# Task 2: Char-RNN

Char-RNN implements multi-layer Recurrent Neural Network (RNN, LSTM, and GRU) for training/sampling from character-level language models. In other words the model takes one text file as input and trains a Recurrent Neural Network that learns to predict the next character in a sequence. The RNN can then be used to generate text character by character that will look like the original training data. This network is first posted by Andrej Karpathy, you can find out about his original code on https://github.com/karpathy/char-rnn, the original code is written in *lua*.

Here we will implement Char-RNN using Tensorflow!

In [1]:
import time
import numpy as np
import tensorflow as tf

# Notebook auto reloads code. (Ref: http://stackoverflow.com/questions/1907993/autoreload-of-modules-in-ipython)
%load_ext autoreload
%autoreload 2

## Part 1: Setup
In this part, we will read the data of our input text and process the text for later network training.

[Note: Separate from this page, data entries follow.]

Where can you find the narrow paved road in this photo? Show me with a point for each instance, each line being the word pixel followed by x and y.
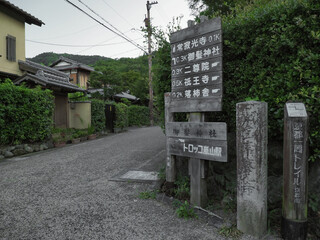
pixel 66 193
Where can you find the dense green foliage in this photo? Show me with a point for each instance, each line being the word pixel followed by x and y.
pixel 98 117
pixel 271 53
pixel 25 114
pixel 121 116
pixel 122 75
pixel 138 115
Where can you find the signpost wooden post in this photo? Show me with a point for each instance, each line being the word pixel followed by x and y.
pixel 196 87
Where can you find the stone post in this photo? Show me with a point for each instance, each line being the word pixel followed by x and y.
pixel 295 172
pixel 171 161
pixel 252 137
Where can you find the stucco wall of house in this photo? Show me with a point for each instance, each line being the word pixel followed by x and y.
pixel 15 28
pixel 79 115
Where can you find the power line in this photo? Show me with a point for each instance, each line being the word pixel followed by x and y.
pixel 83 50
pixel 67 45
pixel 136 45
pixel 69 34
pixel 117 13
pixel 116 29
pixel 123 52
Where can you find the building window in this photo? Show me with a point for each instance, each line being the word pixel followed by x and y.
pixel 11 48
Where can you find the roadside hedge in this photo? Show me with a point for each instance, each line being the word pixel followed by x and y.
pixel 271 53
pixel 98 117
pixel 138 115
pixel 25 114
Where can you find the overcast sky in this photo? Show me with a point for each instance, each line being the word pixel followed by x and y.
pixel 66 25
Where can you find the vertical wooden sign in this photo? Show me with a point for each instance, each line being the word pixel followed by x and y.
pixel 196 87
pixel 196 67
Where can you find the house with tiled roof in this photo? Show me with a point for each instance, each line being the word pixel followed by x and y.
pixel 50 78
pixel 12 38
pixel 13 63
pixel 79 73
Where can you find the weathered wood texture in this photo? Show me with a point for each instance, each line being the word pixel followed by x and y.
pixel 170 161
pixel 252 129
pixel 198 181
pixel 199 148
pixel 198 29
pixel 197 68
pixel 295 171
pixel 194 105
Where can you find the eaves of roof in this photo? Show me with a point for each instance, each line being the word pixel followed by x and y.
pixel 73 64
pixel 46 76
pixel 8 8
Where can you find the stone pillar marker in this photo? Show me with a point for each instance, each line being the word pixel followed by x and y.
pixel 295 172
pixel 252 137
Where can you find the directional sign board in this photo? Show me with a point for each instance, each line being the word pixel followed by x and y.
pixel 204 140
pixel 196 68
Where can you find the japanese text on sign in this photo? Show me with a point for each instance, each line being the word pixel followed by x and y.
pixel 298 151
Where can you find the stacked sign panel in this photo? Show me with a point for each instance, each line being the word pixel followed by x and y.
pixel 196 68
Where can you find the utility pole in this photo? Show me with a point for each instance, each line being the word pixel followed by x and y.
pixel 149 29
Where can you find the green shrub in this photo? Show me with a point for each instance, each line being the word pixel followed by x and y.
pixel 138 115
pixel 98 117
pixel 25 114
pixel 121 116
pixel 271 53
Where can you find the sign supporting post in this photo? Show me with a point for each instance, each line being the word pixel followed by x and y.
pixel 197 171
pixel 295 172
pixel 171 159
pixel 196 87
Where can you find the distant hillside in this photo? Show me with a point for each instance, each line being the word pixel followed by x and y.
pixel 48 58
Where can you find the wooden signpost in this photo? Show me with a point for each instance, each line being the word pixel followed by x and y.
pixel 196 87
pixel 196 68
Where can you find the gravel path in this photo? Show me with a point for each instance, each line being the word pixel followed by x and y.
pixel 66 193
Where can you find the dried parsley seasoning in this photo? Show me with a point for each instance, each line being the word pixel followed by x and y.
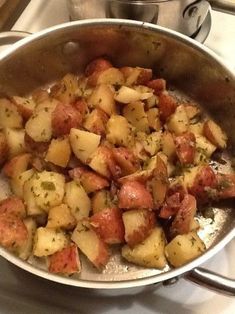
pixel 48 185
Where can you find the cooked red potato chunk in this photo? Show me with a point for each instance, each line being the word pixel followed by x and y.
pixel 4 148
pixel 25 106
pixel 184 217
pixel 96 122
pixel 90 244
pixel 167 106
pixel 158 85
pixel 13 233
pixel 13 205
pixel 59 152
pixel 108 224
pixel 136 76
pixel 64 118
pixel 150 252
pixel 9 115
pixel 16 165
pixel 94 159
pixel 133 194
pixel 185 148
pixel 138 224
pixel 65 261
pixel 90 180
pixel 215 134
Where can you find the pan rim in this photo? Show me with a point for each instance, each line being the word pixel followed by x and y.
pixel 132 282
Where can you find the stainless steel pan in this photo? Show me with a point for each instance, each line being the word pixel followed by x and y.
pixel 190 67
pixel 184 16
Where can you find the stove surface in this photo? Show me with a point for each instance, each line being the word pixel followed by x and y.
pixel 24 293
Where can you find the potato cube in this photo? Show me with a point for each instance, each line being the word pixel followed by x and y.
pixel 9 115
pixel 119 131
pixel 77 200
pixel 26 250
pixel 135 114
pixel 48 189
pixel 103 98
pixel 83 143
pixel 138 224
pixel 150 252
pixel 47 241
pixel 178 122
pixel 60 217
pixel 59 152
pixel 184 248
pixel 15 141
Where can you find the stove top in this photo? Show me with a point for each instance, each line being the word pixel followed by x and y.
pixel 24 293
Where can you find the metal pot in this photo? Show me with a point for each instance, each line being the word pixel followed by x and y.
pixel 184 16
pixel 189 66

There are two txt files in the data folder, for computing time consideration, we will use tinyshakespeare.txt here.

In [3]:
with open('data/tinyshakespeare.txt', 'r') as f:
    text=f.read()
# length of text is the number of characters in it
print('Length of text: {} characters'.format(len(text)))
# and let's get a glance of what the text is
print(text[:500])

Length of text: 1115394 characters
First Citizen:
Before we proceed any further, hear me speak.

All:
Speak, speak.

First Citizen:
You are all resolved rather to die than to famish?

All:
Resolved. resolved.

First Citizen:
First, you know Caius Marcius is chief enemy to the people.

All:
We know't, we know't.

First Citizen:
Let us kill him, and we'll have corn at our own price.
Is't a verdict?

All:
No more talking on't; let it be done: away, away!

Second Citizen:
One word, good citizens.

First Citizen:
We are accounted poor


In [4]:
# The unique characters in the file
vocab = sorted(set(text))
print ('{} unique characters'.format(len(vocab)))

65 unique characters


In [5]:
# Creating a mapping from unique characters to indices
vocab_to_ind = {c: i for i, c in enumerate(vocab)}
ind_to_vocab = dict(enumerate(vocab))
text_as_int = np.array([vocab_to_ind[c] for c in text], dtype=np.int32)

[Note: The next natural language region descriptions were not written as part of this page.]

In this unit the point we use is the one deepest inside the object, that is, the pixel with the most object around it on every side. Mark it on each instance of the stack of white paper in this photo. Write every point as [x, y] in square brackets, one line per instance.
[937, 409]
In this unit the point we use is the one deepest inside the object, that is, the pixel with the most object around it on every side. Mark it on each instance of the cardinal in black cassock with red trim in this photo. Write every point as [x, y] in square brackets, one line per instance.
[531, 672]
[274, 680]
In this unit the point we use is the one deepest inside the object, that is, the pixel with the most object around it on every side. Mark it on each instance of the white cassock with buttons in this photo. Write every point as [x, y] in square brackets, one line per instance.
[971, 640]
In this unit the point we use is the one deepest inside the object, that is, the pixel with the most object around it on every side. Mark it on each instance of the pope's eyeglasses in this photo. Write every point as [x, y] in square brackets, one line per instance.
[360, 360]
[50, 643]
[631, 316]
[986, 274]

# We mapped the character as indexes from 0 to len(vocab)
for char,_ in zip(vocab_to_ind, range(20)):
    print('{:6s} ---> {:4d}'.format(repr(char), vocab_to_ind[char]))
# Show how the first 10 characters from the text are mapped to integers
print ('{} --- characters mapped to int --- > {}'.format(text[:10], text_as_int[:10]))

'\n'   --->    0
' '    --->    1
'!'    --->    2
'$'    --->    3
'&'    --->    4
"'"    --->    5
','    --->    6
'-'    --->    7
'.'    --->    8
'3'    --->    9
':'    --->   10
';'    --->   11
'?'    --->   12
'A'    --->   13
'B'    --->   14
'C'    --->   15
'D'    --->   16
'E'    --->   17
'F'    --->   18
'G'    --->   19
First Citi --- characters mapped to int --- > [18 47 56 57 58  1 15 47 58 47]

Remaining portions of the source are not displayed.